I’m actually fairly young and wasn’t around in the 80s. I graduated college with a CS degree in the past 5 years, where I was exposed to many different tools and software. What did I come out of that experience with? I like the terminal more than any IDE I had to use in any class.
Now in the real world, we don’t always get to use our favorite tools for every task, obviously. I do need to use other, more enterprise, software from time to time for work. But whenever possible I go to the terminal because I’m faster there, and I can quickly automate things.
I’m not saying the terminal is the best tool for every job, I’m just saying it is the best for ME. Notice I’m also not putting down other tools here. It seems to me like you might be the one with a superiority complex.

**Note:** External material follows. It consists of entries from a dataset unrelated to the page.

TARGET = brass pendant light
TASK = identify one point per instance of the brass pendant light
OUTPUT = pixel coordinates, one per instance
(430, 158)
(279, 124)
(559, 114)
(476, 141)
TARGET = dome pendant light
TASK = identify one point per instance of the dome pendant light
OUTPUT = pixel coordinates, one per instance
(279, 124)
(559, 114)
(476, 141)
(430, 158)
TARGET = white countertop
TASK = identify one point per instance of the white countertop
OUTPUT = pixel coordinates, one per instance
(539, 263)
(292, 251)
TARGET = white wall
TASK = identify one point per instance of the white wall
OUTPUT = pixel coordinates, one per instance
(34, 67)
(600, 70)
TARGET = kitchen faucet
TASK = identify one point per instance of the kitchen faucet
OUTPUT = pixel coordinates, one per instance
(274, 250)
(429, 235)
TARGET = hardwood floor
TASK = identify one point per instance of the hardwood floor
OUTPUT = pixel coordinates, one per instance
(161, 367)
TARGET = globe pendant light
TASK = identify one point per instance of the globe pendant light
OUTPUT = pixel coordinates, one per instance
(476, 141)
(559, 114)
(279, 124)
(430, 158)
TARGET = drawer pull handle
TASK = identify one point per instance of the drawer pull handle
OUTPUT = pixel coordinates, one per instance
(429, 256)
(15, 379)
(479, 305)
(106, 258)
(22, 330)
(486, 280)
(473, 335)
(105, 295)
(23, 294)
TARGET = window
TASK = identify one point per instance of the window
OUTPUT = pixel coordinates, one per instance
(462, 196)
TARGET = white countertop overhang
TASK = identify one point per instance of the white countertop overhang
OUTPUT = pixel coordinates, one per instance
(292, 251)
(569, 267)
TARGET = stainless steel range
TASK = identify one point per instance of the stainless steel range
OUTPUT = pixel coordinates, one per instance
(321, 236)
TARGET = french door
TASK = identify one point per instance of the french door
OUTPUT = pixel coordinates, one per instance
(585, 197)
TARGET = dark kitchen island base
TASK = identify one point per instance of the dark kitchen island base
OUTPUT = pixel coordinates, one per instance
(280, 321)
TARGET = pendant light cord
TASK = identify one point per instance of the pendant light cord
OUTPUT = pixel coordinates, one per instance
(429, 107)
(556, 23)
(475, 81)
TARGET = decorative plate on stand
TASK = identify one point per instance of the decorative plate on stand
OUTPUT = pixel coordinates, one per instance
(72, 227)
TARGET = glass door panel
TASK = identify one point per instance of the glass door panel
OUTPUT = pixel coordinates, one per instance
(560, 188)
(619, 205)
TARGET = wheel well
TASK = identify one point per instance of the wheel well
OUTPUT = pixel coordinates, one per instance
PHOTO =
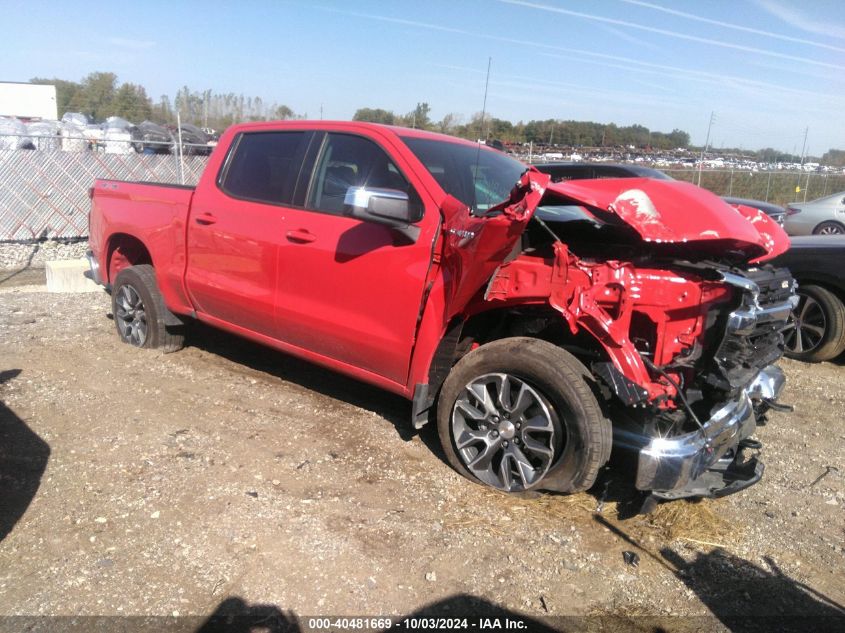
(463, 336)
(123, 251)
(836, 222)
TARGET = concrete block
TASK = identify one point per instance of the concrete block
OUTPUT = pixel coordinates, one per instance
(67, 276)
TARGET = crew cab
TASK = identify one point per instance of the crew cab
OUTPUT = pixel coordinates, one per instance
(540, 326)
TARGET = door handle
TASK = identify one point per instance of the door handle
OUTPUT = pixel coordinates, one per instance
(302, 236)
(205, 219)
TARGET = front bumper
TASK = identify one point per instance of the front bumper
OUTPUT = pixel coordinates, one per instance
(704, 463)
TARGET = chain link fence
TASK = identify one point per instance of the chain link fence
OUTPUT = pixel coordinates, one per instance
(44, 192)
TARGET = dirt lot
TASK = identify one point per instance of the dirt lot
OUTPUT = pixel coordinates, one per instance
(140, 483)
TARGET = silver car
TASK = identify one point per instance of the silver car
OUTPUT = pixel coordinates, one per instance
(825, 216)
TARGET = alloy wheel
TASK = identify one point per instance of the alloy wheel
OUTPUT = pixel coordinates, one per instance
(505, 431)
(131, 316)
(806, 328)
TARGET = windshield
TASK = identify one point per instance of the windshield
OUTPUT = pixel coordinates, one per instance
(477, 176)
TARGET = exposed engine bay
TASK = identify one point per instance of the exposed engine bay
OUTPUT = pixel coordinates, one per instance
(681, 338)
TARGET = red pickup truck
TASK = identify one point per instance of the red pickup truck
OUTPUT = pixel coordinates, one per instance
(541, 325)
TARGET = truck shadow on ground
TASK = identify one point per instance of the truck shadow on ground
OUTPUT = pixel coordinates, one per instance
(23, 459)
(613, 484)
(393, 408)
(741, 595)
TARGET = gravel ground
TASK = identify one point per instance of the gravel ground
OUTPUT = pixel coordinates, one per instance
(153, 484)
(18, 255)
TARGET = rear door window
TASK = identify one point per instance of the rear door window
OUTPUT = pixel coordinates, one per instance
(265, 166)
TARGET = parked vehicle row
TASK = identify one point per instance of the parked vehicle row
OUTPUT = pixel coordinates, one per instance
(75, 132)
(538, 339)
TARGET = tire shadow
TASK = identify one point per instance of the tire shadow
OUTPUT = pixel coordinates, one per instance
(23, 459)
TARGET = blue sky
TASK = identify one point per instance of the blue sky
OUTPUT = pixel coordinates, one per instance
(768, 68)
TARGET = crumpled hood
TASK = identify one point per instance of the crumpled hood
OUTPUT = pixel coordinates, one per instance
(660, 211)
(678, 212)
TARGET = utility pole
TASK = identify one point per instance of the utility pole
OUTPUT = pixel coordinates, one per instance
(484, 105)
(706, 143)
(801, 167)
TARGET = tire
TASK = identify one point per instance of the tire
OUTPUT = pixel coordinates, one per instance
(551, 421)
(141, 318)
(829, 228)
(818, 331)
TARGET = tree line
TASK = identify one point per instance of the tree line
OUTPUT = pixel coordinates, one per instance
(100, 95)
(546, 132)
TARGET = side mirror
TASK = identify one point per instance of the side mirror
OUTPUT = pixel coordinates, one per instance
(390, 207)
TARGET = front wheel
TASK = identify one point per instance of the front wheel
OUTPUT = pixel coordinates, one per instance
(829, 228)
(518, 414)
(817, 326)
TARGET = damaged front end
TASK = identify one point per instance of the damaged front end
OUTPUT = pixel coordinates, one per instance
(664, 297)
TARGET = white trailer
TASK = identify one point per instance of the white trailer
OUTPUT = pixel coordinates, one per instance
(28, 101)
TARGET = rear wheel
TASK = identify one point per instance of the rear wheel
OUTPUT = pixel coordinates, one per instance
(829, 228)
(518, 414)
(818, 326)
(139, 312)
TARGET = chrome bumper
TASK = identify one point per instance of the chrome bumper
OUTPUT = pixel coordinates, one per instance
(93, 272)
(666, 464)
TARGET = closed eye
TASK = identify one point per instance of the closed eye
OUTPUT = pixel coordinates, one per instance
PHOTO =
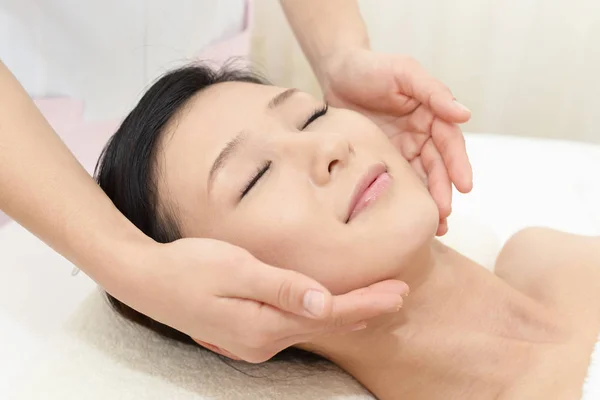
(315, 115)
(255, 178)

No, I’d argue you simply didn’t want to invest in the other tools.
Think about it, you probably spent hours on customizing and automating vim, and then say you’re faster in that. Well, that’s called a habit.
IDE are objectively more powerful and since you can actually see options and navigate quickly, you don’t need to memorize every obscure feature.
All the terminal editor enthusiasts are actively holding us back, because they insist everything outside vim is garbage for enterprise and kiddies.
If your tool of choice is actively hostile to new users for no reason other than “that’s how it’s always been, and thus it’s better”, well then you’re digging a moat to automate your gatekeeping.
vim + terminal is actually objectively more powerful than any IDE, and most IDEs include a way to pull up a terminal as a crutch for things they can’t do. In any case It seems you can’t be reasoned with. Your argument is just a strawman about what you say other people are saying.
I’ve come to the conclusion, people who use vim just continue to do so out of a stubborn sense of pride for finally learning the key combinations.
I mean, yeah, kind of. In the same way pilots fly planes out of a stubborn sense of pride for knowing what all the flight deck controls do.
I am faster, more comfortable, and more productive in Vim. I use the same keybindings in all my editors and IDEs. It’s okay for people to have different preferences.
I honestly learned it just because I hated having to change hand position to use a mouse.